Bê goşt jîyan nabe (Etsiz yaşam olmaz)
Yıllar önce batı illerinden birinden Diyarbakır’a gelen bir gazeteci kadın o zamanlar kebapçılar dışında çok nadir bulunan sulu yemek yapan bir lokantaya gider. Etsiz bir sebze yemeği istediğini söyler. Kadının yüzüne biraz da acıyarak bakan şef garson, iki parça et koyduğu yemeği masaya getirir. Kadın et yemediğini söyleyince de ‘Yahu sorun değil, bizden olsun” der. Malum et yemek biraz lükse girer. Lokantacı bu yabancı misafirine jest yapmıştır. Eve gelen misafire verilen değer hazırlanan etle ölçülür. Sebze yemekleri yemekten sayılmaz. İçinde et olmayan yemeklerin başına “yalancı” sıfatı yerleştirilir. Yalancı dolma, yalancı çiğköfte gibi. Sevilmeyen sebzelerin içine et konduğunda da ete hakaret edilmiş gibi algılanır. “Hele bak eti de ziyan etmiş. Ne gereği vardı onca zahmete”
Diyarbakır’da vejetaryen hikayesi boldur ama en az et yemeyenler kadar lokantacılar da bu durumdan muzdariptir. Eti niye yemediğinizi anlayamadıkları gibi bir türlü derdinizi de anlayamazlar. Esnaf lokantasından en lüks restoranına varana dek gittiğiniz her yerde uygulanan ritüelde siz istemeden masaya; ezmesinden mevsimine birkaç çeşit salata, turşu, yerine göre fındık lahmacun ve içli köfte getirilir. Ama bunlar yapılacak et servisi için garnitürdür ve ücret alınmaz. Dolayısıyla bütün yemekler mutlaka et olmasa da suyuyla yapıldığı için sadece salata istediğinizde yüzünüze anlamsız bir ifadeyle bakarlar. “İyi de onları zaten getireceğiz, kebaplardan ne alırsın?”
Pilav ve salata isteyenlere tavuk suyuyla yapılan pilavı getirip, “tavuksuyu mu kullandınız?” diye sorunca “İçinde et yok ki ma suyundan ne olacak” diyene de rastlarsınız, sebze yemeğinin içerisindeki etleri ayıklayıp vejetaryen yemek olarak getirene de. “Et yemiyorum” diyene, “hallederiz” diyip tavuk kanat getirerek, tavuğu etten saymayanlar da çoğunluktadır. “Et yemiyorum” dendiğinde “Peki nasıl yaşıyorsunuz?” diye sorup uzaylı muamelesi yapanlar ya da çok ısrar edilirse yeme kültürünü değiştireceğini düşünenler, gizlice tabağın altına et koyanlar.

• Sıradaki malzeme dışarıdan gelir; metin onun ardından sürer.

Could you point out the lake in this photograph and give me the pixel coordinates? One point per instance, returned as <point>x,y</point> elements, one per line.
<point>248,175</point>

“Zaten kesilmiş. Sen yemesen canlanacak mı?” Bir de bu otçulların düşmanları ‘Madem canlı diye yemiyorsunuz, bitkiler de canlı değil mi?” diyerek kuzu çevirirken yediğiniz maydanoza dil uzatırlar.
Hiç unutmam, İzmir Fuarı’nda 2014 yılında Diyarbakır onur konuğu olarak yerini almıştı. Diyarbakır’a özgü kadayıf, şarküteri ürünleri, bakırlar, süs eşyaları gibi stantlar kurulmuştu. En çok kuyruk ciğercinin önünde toplanmıştı. Madem onur konuğuyduk, ciğerimizi ortaya koymuştuk biz de.
Bu ciğercilerin sayısı Diyarbakır’da her geçen gün giderek artıyor. Seyyar tablalarda köşebaşlarını tutanlar şimdi kentin lüks semtlerinde ihtişamlı restoranlarda boy gösteriyor. Ciğer Urfaya mı Diyarbakır’a mı ait derken patent yarışına ve haberlerde atışmalara bile sebep oluyor. Sabah 6’da açıp 8’de dükkanı kapatan ciğercilerin varlığı ve kahvaltıda da tercih edildiğini duyduğumda inanmakta zorlanmıştım. Diyarbakır’a adım atan konukların ilk sorusu “Nerede ciğer yiyebilirim?” oluyor. Bir de tabi sonu et’le biten isim esprisi burada da mevcut. Ama Nusret, Haşmet gibi çok da alengirli isimler yok pek. Burada Meheme (Mehmet) fazla olduğundan pek de markalaşacak gibi gözükmüyor.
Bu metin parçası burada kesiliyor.